Debaixo da cama havia alguns papeis coloridos manchados pelo tempo, guardados sobre a pressão do colchão e envelhecidos pela umidade.
Tinha me esquecido que os tivera a muito guardado-os ali para a eventual necessidade de um dia embrulhar algo rápido para alguma festinha surpresa. Curioso como herdamos antigos hábitos, esse fora passado de pais para filhos durante gerações na minha família, no entanto, sei que não é segredo de família.
“Mas e agora, o que posso fazer com eles?” não havia alternativa, “tenho que colocá-los na lixeira também!”.
Fizeram companhia a outros objetos no fundo de um saco preto. E no fundo me sentia como um melindroso assassino matando cada pedaço daqueles ali dentro, esquartejando sentimentos. Até cogitei esperar o anoitecer para desová-los em outra lixeira que não fosse a minha. Caso alguém encontrasse algo, não queria ser ligado a aquelas coisas velhas e inúteis.
Um boné com a aba quebrada, revistas antigas de dieta, livros da programação da TV do ano passado, alguns botões, fotos de ex namorados, flores secas, um beijo ressequido, amigos ausentes, lembranças ruins, dias tristes, saudades…
Juntei tudo e amarrei a boca do saco e joguei fora. Havia aquela sensação de vazio. “Quanto espaço essas coisas ocupava, não é mesmo?” e logo, o sentimento de alivio e vida arejada preencheu o ar viciado de perfume e silencio. Agora eu poderia acomodar bem o futuro onde quisesse. Pude ver o rosto tímido de alguém se aproximar, maravilhado com minha vida nova. Sorria-me feliz e eu sabia que amaria aquele sorriso no futuro.
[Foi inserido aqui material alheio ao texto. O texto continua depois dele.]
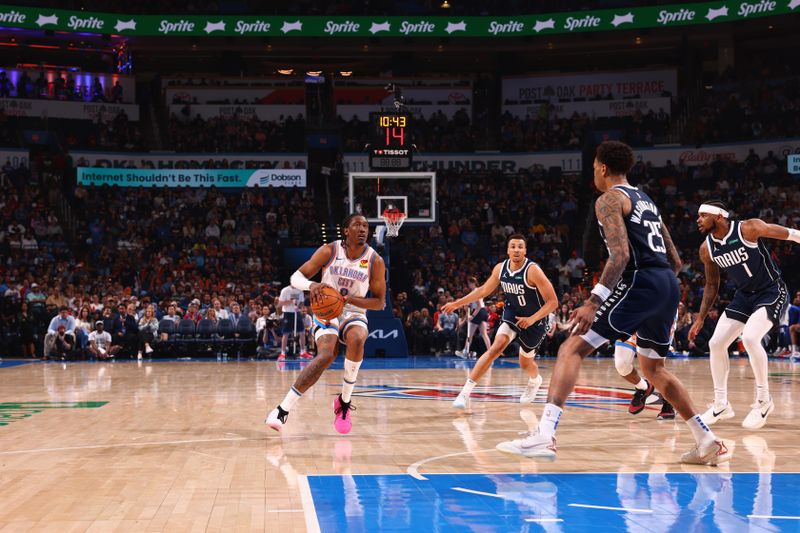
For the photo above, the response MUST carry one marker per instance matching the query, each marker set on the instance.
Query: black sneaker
(667, 412)
(639, 399)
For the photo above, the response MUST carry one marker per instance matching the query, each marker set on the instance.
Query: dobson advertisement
(192, 178)
(619, 85)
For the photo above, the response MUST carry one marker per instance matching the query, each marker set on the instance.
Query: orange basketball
(329, 305)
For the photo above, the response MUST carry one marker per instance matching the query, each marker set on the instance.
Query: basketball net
(393, 218)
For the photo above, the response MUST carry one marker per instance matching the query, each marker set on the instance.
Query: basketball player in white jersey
(353, 268)
(476, 321)
(530, 298)
(292, 320)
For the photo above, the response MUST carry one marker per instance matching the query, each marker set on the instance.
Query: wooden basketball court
(181, 446)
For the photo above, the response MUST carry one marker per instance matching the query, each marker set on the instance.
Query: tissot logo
(181, 26)
(512, 26)
(258, 26)
(91, 23)
(417, 27)
(589, 21)
(348, 26)
(381, 334)
(13, 16)
(764, 6)
(682, 15)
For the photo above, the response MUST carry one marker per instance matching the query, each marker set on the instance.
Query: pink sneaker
(343, 422)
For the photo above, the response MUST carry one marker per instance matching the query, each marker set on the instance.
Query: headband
(713, 210)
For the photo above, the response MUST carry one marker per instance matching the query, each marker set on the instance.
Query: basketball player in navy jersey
(736, 247)
(641, 269)
(353, 268)
(529, 299)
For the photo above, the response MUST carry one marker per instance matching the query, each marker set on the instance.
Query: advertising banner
(24, 107)
(619, 85)
(227, 178)
(600, 108)
(74, 21)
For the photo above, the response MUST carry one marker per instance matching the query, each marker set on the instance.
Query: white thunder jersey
(349, 276)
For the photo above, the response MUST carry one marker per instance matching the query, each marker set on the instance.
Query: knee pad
(623, 358)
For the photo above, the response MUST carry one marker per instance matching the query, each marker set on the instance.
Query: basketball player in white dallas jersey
(352, 267)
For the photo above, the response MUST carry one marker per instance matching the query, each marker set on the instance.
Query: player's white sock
(291, 398)
(702, 435)
(550, 418)
(466, 390)
(349, 379)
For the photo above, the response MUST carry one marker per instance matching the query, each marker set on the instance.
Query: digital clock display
(391, 141)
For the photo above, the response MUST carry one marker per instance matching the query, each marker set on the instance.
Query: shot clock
(391, 141)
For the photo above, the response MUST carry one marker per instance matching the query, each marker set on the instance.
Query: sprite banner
(393, 26)
(167, 177)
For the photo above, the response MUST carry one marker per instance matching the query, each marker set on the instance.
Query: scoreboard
(391, 145)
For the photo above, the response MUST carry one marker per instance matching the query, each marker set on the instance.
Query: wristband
(299, 281)
(601, 291)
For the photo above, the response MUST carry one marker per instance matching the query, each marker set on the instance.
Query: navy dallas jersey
(751, 269)
(522, 300)
(645, 299)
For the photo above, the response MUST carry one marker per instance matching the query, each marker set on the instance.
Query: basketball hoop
(393, 218)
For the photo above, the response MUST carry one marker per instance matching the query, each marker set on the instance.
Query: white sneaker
(531, 390)
(757, 417)
(461, 402)
(277, 419)
(712, 454)
(534, 445)
(716, 413)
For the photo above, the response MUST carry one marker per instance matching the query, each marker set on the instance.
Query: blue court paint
(628, 502)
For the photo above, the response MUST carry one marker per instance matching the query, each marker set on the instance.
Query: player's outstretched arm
(309, 269)
(537, 278)
(672, 253)
(709, 292)
(755, 228)
(377, 288)
(484, 291)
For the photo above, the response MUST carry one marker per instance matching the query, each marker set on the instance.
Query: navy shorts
(480, 317)
(644, 302)
(774, 299)
(288, 322)
(529, 338)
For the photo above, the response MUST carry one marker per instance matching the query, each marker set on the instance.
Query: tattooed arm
(672, 253)
(609, 209)
(709, 293)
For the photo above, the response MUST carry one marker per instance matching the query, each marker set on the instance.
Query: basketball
(329, 305)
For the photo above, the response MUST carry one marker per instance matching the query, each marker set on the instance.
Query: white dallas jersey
(350, 277)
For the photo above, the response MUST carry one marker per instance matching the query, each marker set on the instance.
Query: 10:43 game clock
(391, 141)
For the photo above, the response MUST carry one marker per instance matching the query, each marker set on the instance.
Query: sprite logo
(764, 6)
(348, 26)
(589, 21)
(511, 26)
(682, 15)
(13, 16)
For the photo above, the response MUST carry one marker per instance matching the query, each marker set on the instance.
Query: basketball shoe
(277, 418)
(534, 445)
(716, 413)
(713, 453)
(757, 417)
(461, 401)
(667, 412)
(639, 399)
(343, 421)
(531, 390)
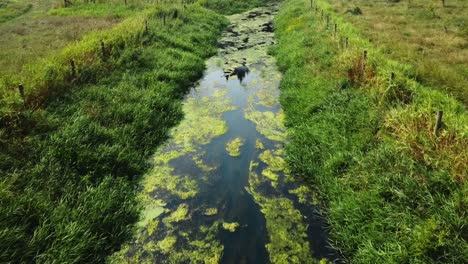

Mostrei-lhe onde colocaria meus projetos, próximo a uma janela de frente para o céu. Logo a esquerda deixaria um espaço vago para a surpresa, e o restante poderia ficar onde estava – talvez mude aquela quina que tanto machuca meu mindinho de lugar. No mais, era só a perfeição!
– Você esta feliz? – a pessoa indagou-me.
– Bem, admito que foi difícil livrar-me de tanta coisa de uma só vez. – Um suspiro atravessou-me e olhei em volta – Tudo aquilo era o meu mundo, sabe, eu vivi cada momento daqueles!
– E agora? – Confrontou-me novamente a pessoa de lindo sorriso.
– Agora que os matei, posso seguir em frente!